Persimmon Homes Ltd v Ove Arup and Partners Ltd
Court of Appeal
Citations: [2017] EWCA Civ 373; [2017] 2 CLC 28; [2017] BLR 417; [2017] PNLR 29; [2017] CILL 4005; [2017] CLY 463.
Facts
The claimant purchased a site adjacent to some docks for commercial and residential development. In 2009, they contracted with the defendant to provide engineering and environmental services for the project. Clause 6.3 of the contract limited the defendant’s liability for tort, contract or breach of statutory duty to £12 million. It also limited pollution and contamination liability to £5 million, and excluded liability for any claim relating to asbestos.
In 2012, the claimant’s ground-works contractor encountered asbestos on the site, in a quantity substantially higher than expected. They sued the defendant for breach of contract, negligence and breach of statutory duty, arguing that the defendant failed to identify and report on the asbestos. The defendant relied on clause 6.3 as excluding their liability in relation to these claims. The claimant responded that clause 6.3, properly construed, applied only to claims relating to the spread or causation of asbestos. It did not apply to the failure to identify or report asbestos.
Issue(s)
- How should clause 6.3 be construed?
Decision
The Court of Appeal held in favour of the defendant. Clause 6.3’s language plainly showed the parties intended to exclude liability for all asbestos related claims, not just a limited class. Business common sense did not contradict this.

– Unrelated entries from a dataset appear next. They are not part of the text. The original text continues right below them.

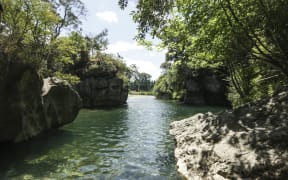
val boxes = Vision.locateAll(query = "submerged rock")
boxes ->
[0,63,80,142]
[170,89,288,179]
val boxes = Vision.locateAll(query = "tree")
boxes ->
[0,0,84,72]
[119,0,288,106]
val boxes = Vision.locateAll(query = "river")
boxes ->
[0,96,221,180]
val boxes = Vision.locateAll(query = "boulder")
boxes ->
[0,63,80,142]
[77,76,128,108]
[170,91,288,180]
[42,78,81,128]
[0,64,46,142]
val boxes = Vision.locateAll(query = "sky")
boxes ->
[82,0,165,80]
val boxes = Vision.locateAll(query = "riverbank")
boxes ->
[129,91,154,96]
[170,91,288,179]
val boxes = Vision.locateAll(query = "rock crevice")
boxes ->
[170,91,288,179]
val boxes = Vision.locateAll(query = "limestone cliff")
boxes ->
[183,69,229,106]
[77,77,128,108]
[76,58,128,108]
[170,89,288,180]
[0,63,81,142]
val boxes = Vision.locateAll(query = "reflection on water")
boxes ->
[0,96,220,180]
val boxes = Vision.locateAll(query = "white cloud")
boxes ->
[96,11,118,23]
[124,58,161,80]
[106,41,144,54]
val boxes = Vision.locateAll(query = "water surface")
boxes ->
[0,96,221,180]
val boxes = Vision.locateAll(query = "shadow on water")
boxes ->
[0,129,74,179]
[0,96,221,180]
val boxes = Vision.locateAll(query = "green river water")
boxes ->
[0,96,221,180]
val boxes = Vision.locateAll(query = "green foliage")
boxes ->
[55,72,80,86]
[0,0,85,72]
[80,52,130,86]
[129,64,154,92]
[119,0,288,105]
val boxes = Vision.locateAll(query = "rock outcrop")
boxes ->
[77,76,128,108]
[0,63,80,142]
[42,78,81,128]
[183,69,229,106]
[170,91,288,179]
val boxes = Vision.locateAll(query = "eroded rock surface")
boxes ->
[0,63,80,142]
[42,78,81,128]
[77,76,128,108]
[170,91,288,180]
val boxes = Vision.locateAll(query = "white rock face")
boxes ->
[170,92,288,180]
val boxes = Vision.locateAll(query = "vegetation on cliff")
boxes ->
[0,0,129,88]
[119,0,288,106]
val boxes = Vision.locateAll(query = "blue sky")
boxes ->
[82,0,165,79]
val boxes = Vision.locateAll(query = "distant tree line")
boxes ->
[0,0,129,84]
[119,0,288,106]
[129,64,155,91]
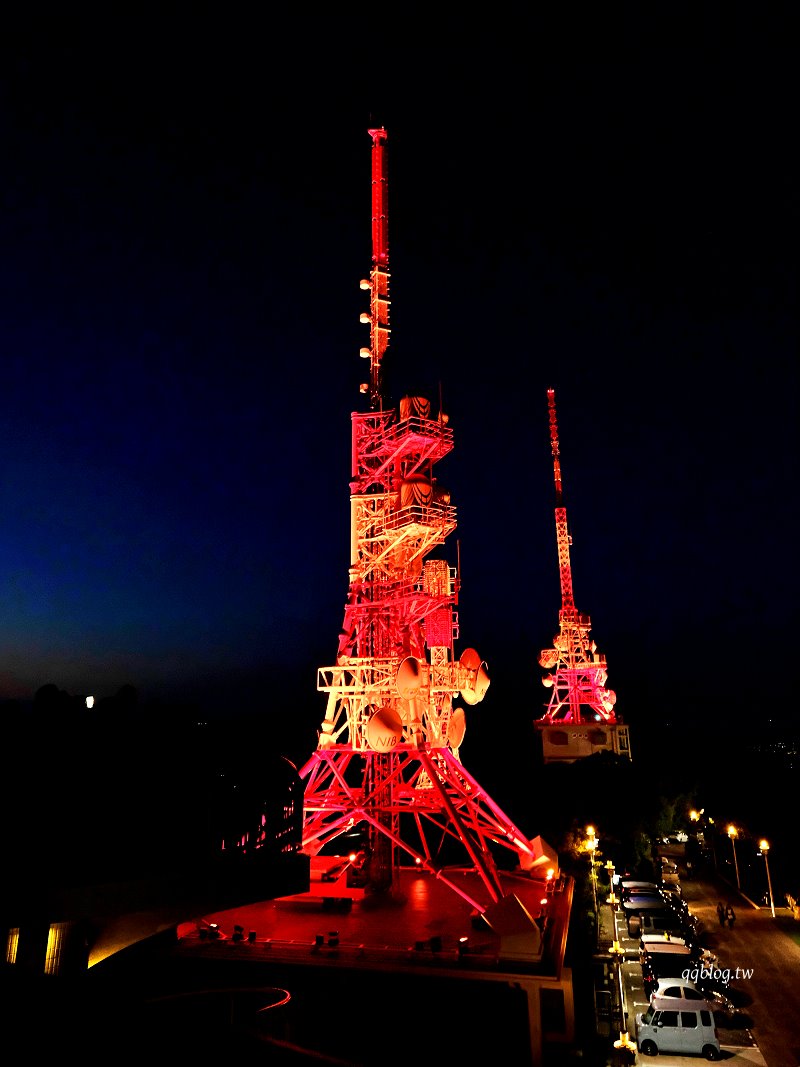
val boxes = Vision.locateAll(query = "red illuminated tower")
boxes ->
[535,389,630,763]
[300,129,554,914]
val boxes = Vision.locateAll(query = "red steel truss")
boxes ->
[300,129,553,913]
[538,389,617,724]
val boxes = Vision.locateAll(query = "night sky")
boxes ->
[0,3,800,761]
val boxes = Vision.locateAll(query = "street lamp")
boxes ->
[586,826,597,925]
[758,839,775,919]
[727,823,741,890]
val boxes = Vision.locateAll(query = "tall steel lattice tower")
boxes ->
[300,129,553,913]
[535,389,630,762]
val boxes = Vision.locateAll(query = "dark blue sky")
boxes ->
[0,4,798,751]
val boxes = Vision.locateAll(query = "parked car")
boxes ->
[650,978,738,1019]
[636,998,721,1060]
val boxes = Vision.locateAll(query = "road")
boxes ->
[618,856,800,1067]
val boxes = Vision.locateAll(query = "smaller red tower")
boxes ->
[535,389,630,763]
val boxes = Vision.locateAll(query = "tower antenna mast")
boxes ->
[300,129,557,921]
[535,389,630,762]
[361,127,390,411]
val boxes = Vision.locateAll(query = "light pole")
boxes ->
[727,823,741,890]
[758,840,775,919]
[586,826,597,929]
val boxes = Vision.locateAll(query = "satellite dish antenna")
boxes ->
[395,656,422,700]
[459,649,489,704]
[367,704,403,752]
[447,707,466,748]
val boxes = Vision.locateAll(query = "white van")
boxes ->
[636,997,721,1060]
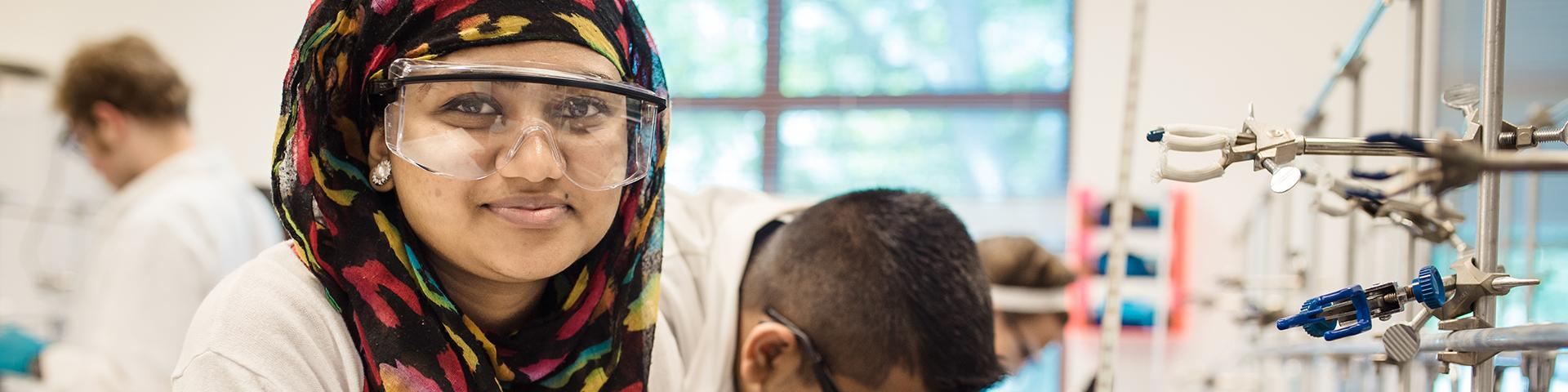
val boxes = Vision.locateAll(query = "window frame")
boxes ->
[670,0,1077,193]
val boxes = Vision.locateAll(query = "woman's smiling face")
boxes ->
[370,41,624,284]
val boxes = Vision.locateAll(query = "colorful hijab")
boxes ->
[273,0,668,392]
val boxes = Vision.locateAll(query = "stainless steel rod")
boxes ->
[1479,152,1568,172]
[1473,0,1508,387]
[1397,0,1432,392]
[1250,323,1568,358]
[1302,136,1437,157]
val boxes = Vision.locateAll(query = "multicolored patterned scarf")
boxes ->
[273,0,668,392]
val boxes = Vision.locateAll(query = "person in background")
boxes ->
[977,237,1077,372]
[654,189,1002,392]
[0,36,283,390]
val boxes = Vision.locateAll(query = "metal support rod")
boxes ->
[1477,152,1568,171]
[1345,67,1365,283]
[1519,172,1541,323]
[1248,323,1568,358]
[1302,0,1388,135]
[1397,0,1432,392]
[1302,136,1437,157]
[1450,0,1508,392]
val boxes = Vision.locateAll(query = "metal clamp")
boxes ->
[1275,265,1447,341]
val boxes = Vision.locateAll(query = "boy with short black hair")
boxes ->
[656,189,1002,390]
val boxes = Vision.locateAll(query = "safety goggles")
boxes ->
[372,58,668,189]
[762,305,839,392]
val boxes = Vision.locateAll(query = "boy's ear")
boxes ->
[735,322,800,390]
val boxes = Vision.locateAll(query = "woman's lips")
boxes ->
[483,196,572,229]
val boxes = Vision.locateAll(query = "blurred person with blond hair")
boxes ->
[975,237,1077,390]
[0,36,283,390]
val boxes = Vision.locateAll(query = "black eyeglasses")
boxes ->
[762,305,839,392]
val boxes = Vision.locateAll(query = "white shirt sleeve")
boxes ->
[172,242,363,392]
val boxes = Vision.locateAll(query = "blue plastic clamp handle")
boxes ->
[1275,284,1372,342]
[1410,265,1447,309]
[1302,298,1338,337]
[1350,169,1394,180]
[1367,133,1427,152]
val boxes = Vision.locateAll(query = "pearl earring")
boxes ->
[370,160,392,186]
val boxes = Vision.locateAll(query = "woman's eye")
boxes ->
[441,92,500,114]
[554,97,610,119]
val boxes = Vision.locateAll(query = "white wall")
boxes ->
[0,0,309,346]
[1067,0,1437,390]
[0,0,309,185]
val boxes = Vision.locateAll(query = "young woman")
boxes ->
[174,0,668,390]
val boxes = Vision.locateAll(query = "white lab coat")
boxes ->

This Case is Authority For…
The 3-stage test in The Canada Steamship Lines Ltd v King [1952] AC 192 is merely guidelines rather than a strict test. In commercial cases, it is normally more help in construing indemnity clauses, rather than exclusion clauses. This is because commercial contracts often deliberately use exemption clauses to distribute risk. There is no need to have any presumption that they should be narrowly construed. In any case, the court thought that the 3-stage test was met in the present case.
Other
The court declined to apply the contra proferentem rule. This rule holds that ambiguous clauses should be construed against the person attempting to rely on them. The court thought that the rule had little application in interpreting commercial contracts negotiated between parties of equal bargaining power.